Outre les craintes liées à la conjoncture, le marché angolais soulève d’autres questions. « Comme dans beaucoup de pays africains, il faut accepter de venir, peut-être plusieurs fois, sans rien signer, reconnaît Paja Chanemouga. Les relations sont très importantes, il faut donc trouver le bon trait d’union entre vous et le partenaire local, tout cela prend du temps. » Or, le coût pour venir en Angola est particulièrement élevé, du prix du billet d’avion au logement en passant par la logistique et les services. « C’est la plus chère mission que j’ai jamais faite, c’est deux fois plus cher que pour aller en Afrique subsaharienne, cinq fois plus qu’au Maghreb et vingt fois plus qu’au Portugal », déplore un chef d’entreprise.

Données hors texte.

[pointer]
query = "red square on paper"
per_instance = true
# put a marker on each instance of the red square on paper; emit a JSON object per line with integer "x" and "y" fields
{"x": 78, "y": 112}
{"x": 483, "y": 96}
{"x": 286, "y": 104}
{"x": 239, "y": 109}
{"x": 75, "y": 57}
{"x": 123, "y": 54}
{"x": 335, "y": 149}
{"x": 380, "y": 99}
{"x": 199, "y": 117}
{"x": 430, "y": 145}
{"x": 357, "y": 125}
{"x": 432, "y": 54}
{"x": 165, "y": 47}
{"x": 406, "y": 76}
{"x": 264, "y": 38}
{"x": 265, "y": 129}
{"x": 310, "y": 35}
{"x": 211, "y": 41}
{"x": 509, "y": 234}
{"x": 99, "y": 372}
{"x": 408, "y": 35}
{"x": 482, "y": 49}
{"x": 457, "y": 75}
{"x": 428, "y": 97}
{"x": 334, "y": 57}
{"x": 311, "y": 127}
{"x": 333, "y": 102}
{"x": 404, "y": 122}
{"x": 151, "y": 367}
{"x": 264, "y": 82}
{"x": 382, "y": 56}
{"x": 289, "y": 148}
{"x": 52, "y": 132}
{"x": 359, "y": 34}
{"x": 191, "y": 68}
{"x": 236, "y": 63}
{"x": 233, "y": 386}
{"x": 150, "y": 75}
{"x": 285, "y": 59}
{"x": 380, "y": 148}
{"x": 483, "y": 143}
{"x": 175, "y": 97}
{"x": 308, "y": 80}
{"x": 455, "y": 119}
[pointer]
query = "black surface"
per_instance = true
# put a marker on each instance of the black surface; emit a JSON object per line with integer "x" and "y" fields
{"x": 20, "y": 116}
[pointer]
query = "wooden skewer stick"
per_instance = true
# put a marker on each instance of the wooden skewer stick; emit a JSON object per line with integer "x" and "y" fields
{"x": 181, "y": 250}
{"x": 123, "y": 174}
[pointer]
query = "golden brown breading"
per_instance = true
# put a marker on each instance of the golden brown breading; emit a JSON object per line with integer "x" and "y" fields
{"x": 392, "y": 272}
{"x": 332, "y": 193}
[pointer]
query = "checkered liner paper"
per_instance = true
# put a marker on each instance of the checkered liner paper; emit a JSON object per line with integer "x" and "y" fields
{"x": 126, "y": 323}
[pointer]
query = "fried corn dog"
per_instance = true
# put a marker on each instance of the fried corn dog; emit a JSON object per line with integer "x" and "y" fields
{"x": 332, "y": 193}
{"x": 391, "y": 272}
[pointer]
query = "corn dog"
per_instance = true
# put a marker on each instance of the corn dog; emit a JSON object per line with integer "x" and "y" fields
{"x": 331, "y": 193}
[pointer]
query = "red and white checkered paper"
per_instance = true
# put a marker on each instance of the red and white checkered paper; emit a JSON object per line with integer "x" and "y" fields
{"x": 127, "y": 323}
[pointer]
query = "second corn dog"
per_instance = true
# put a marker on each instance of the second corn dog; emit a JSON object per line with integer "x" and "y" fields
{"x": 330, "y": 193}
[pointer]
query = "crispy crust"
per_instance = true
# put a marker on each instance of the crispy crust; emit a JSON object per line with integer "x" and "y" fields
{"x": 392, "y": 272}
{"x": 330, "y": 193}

Parler le portugais, se familiariser avec l’organisation des entreprises publiques qui gèrent le secteur, être informé en temps et en heure des appels d’offres, sont autant d’autres défis à relever. « Avant de penser à une implantation sur place, il faut aussi étudier la situation sécuritaire, un point sur lequel j’ai été agréablement surpris, mais également la question de la corruption, pointée par de nombreuses organisations internationales, souligne un autre investisseur. Chacun doit répondre à ces questions. Une chose est certaine, il faudra être présent avant le redémarrage pour pouvoir en profiter. »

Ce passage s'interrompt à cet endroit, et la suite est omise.